This was how it happened.
Obi-Wan Kenobi was a busy man and more importantly, he wasn't an important one.
He wasn't privy to the investigation his more senior members of the Jedi Council and their trusted seconds had been conducting on Coruscant. He didn't know Count Dooku had betrayed the Confederacy and outed his Sith Master. He didn't feel Mace Windu nearly tear his mind in two while clawing and gnashing through the darkness that smothered all of Coruscant like an oppressing fog. He wasn't aware of the allegations that the good Chancellor Palpatine had took part in—if not orchestrated and funded—every aspect of the war.

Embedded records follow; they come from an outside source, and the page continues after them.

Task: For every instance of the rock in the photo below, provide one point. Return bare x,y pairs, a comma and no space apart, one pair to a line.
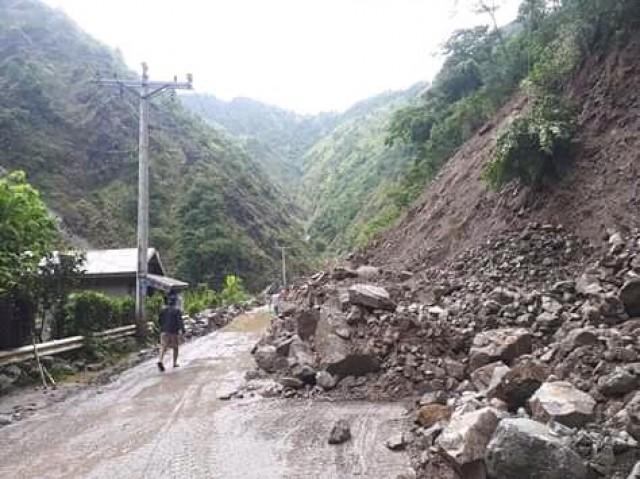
396,442
325,380
503,295
466,437
562,402
5,419
635,472
305,373
299,352
499,344
618,383
432,414
5,383
368,272
291,382
632,410
434,397
343,332
630,296
516,386
268,359
525,449
307,322
454,369
371,296
339,273
488,376
581,337
340,432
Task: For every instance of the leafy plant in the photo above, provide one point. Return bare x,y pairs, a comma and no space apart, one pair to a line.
233,291
199,299
535,147
27,231
90,311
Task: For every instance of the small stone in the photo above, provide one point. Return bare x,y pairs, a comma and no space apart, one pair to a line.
434,397
340,432
466,437
433,413
291,382
499,344
371,296
396,442
563,403
325,380
516,386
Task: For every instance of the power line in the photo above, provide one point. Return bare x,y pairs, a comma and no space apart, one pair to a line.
144,89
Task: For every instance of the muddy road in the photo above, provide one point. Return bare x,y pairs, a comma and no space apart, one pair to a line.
148,424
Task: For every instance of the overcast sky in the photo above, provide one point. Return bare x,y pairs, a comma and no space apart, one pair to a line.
305,55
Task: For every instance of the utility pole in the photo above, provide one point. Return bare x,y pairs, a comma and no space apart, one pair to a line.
283,255
145,90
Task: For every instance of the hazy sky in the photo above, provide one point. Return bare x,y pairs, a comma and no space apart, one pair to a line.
305,55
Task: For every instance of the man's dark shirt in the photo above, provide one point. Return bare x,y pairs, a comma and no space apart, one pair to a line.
171,320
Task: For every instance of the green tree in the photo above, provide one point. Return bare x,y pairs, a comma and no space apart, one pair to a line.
27,231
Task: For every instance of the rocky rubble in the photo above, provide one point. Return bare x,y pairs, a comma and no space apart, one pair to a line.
529,341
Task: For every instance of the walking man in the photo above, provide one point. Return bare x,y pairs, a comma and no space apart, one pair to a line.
171,326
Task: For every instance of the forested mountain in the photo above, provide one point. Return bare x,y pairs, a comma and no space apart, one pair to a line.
275,137
213,210
350,175
337,165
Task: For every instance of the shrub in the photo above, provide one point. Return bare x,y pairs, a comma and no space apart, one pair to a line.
199,299
90,311
233,291
534,147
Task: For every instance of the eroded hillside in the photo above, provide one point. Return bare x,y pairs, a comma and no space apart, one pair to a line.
599,190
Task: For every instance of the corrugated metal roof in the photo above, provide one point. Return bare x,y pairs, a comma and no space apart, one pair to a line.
114,261
165,283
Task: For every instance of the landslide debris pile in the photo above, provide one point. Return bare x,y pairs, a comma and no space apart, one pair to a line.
523,353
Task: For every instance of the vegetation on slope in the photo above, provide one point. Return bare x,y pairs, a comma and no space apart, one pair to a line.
78,144
275,137
348,174
484,67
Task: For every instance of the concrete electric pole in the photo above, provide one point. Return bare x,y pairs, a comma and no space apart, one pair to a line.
283,254
145,90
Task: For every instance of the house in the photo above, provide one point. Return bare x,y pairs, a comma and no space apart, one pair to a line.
113,272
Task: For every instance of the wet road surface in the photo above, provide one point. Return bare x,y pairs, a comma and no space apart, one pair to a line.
172,425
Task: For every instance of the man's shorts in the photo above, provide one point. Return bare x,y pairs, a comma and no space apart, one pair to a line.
169,340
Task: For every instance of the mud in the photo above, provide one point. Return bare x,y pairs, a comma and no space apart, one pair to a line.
148,424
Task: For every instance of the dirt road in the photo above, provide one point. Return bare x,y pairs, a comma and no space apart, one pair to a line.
172,425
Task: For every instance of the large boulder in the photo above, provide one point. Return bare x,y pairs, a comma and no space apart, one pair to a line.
525,449
517,385
561,401
300,352
466,436
499,344
632,410
267,358
371,296
307,321
339,356
630,296
618,383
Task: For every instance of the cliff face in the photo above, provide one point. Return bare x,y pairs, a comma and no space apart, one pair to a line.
599,191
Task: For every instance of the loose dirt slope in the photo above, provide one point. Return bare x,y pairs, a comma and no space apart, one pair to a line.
457,210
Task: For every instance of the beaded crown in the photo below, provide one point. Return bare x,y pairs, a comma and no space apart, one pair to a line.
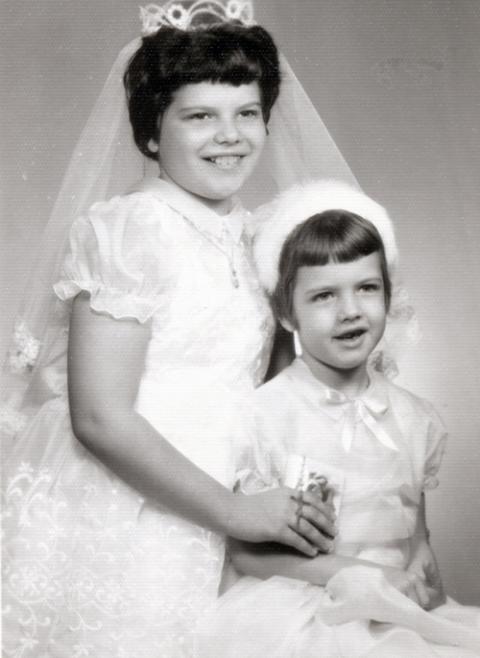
192,14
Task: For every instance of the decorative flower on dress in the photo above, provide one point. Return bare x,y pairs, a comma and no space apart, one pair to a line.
25,349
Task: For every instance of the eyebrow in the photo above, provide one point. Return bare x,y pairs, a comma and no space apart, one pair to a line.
190,108
331,286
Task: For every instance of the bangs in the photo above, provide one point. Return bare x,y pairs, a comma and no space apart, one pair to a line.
331,237
221,60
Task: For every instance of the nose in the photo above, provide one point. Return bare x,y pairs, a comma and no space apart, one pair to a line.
349,308
227,132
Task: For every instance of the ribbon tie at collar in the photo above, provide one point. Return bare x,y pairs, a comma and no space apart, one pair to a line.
366,409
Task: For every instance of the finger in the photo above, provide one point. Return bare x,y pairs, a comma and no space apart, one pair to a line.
411,592
293,539
320,521
308,531
422,594
315,502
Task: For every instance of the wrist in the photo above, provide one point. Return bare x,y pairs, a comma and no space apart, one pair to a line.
227,514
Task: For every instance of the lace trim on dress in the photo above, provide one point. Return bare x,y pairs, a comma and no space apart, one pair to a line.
25,349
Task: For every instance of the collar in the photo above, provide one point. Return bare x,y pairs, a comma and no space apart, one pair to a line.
368,407
204,218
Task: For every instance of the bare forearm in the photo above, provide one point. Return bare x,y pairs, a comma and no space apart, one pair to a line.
138,454
267,560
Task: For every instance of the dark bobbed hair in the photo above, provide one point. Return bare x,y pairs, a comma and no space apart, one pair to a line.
229,52
333,236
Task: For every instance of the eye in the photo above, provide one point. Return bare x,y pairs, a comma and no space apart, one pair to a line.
371,287
199,116
250,113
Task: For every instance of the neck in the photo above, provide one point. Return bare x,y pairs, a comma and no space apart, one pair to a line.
351,382
220,206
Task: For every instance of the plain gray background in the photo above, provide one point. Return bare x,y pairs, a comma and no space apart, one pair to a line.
397,83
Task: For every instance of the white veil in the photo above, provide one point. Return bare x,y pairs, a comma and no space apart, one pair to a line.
106,161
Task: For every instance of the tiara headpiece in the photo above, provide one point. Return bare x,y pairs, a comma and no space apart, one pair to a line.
189,15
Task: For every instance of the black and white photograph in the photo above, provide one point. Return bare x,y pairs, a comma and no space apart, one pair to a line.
240,389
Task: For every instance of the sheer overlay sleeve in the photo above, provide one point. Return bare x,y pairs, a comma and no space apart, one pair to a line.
435,446
260,466
119,254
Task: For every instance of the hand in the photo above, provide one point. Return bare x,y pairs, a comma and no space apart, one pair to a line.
279,516
424,564
408,583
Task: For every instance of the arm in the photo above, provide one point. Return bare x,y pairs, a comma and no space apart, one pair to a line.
423,561
105,363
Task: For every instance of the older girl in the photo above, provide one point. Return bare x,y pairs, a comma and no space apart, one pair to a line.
118,483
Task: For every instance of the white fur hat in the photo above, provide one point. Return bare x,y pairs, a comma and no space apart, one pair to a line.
278,218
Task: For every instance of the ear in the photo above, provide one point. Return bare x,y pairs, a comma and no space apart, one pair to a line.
287,325
152,145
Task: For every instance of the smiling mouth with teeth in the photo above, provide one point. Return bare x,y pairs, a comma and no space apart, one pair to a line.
351,335
225,161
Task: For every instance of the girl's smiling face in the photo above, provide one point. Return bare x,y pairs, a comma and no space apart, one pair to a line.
340,314
211,137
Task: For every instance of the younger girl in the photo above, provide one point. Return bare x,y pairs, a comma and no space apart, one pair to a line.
329,422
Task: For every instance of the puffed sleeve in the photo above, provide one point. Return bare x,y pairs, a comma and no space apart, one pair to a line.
119,253
435,446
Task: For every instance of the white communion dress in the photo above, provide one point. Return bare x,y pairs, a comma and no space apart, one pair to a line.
379,451
90,569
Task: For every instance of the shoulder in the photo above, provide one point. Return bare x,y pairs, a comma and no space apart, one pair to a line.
408,404
274,390
137,207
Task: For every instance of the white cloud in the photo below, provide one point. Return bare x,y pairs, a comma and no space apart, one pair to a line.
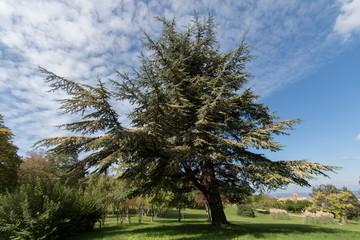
348,21
82,40
358,138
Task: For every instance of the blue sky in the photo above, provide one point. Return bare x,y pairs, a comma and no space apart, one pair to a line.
307,64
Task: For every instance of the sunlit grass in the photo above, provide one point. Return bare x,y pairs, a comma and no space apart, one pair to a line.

He didn't see Grand Master Yoda adorn the battle armor he hadn't used since his own teacher's passing nearly a millennium ago. He didn't watch him tie his belt in loops that mirrored how Mace had learned and later passed to his own padawan in a carefully practiced repetition that stretched across time without care. He (nor anyone else) didn't notice the silent conversation between Commanders Wolffe and Fox as they impossibly spoke through eye contact and terse nods. He wasn't part of the terrifying entourage of Masters Mundi, Yoda, Windu, Ti, and Koon, along with Koon's equally terrifying Wolf Pack, that had swiftly evacuated the senate building and marched to a set of crimson doors which whispered promises of great battle and great death.
This was how it happened.
The 212th Attack Battalion hovered in orbit above Scarif, anxiously awaiting clearance to leave. Their last campaign was a nonviolent one, the only battle had been between a squad of Clone Troopers and several opportunistic carnivorous plants, but they still needed their coordinator on Coruscant to confirm their leave. Though, needed was a stretch of the term. They needed permission for takeoff as much they needed to take military strategy from a politician so aged his skin was slipping off in slivers and rarely left his faux throne.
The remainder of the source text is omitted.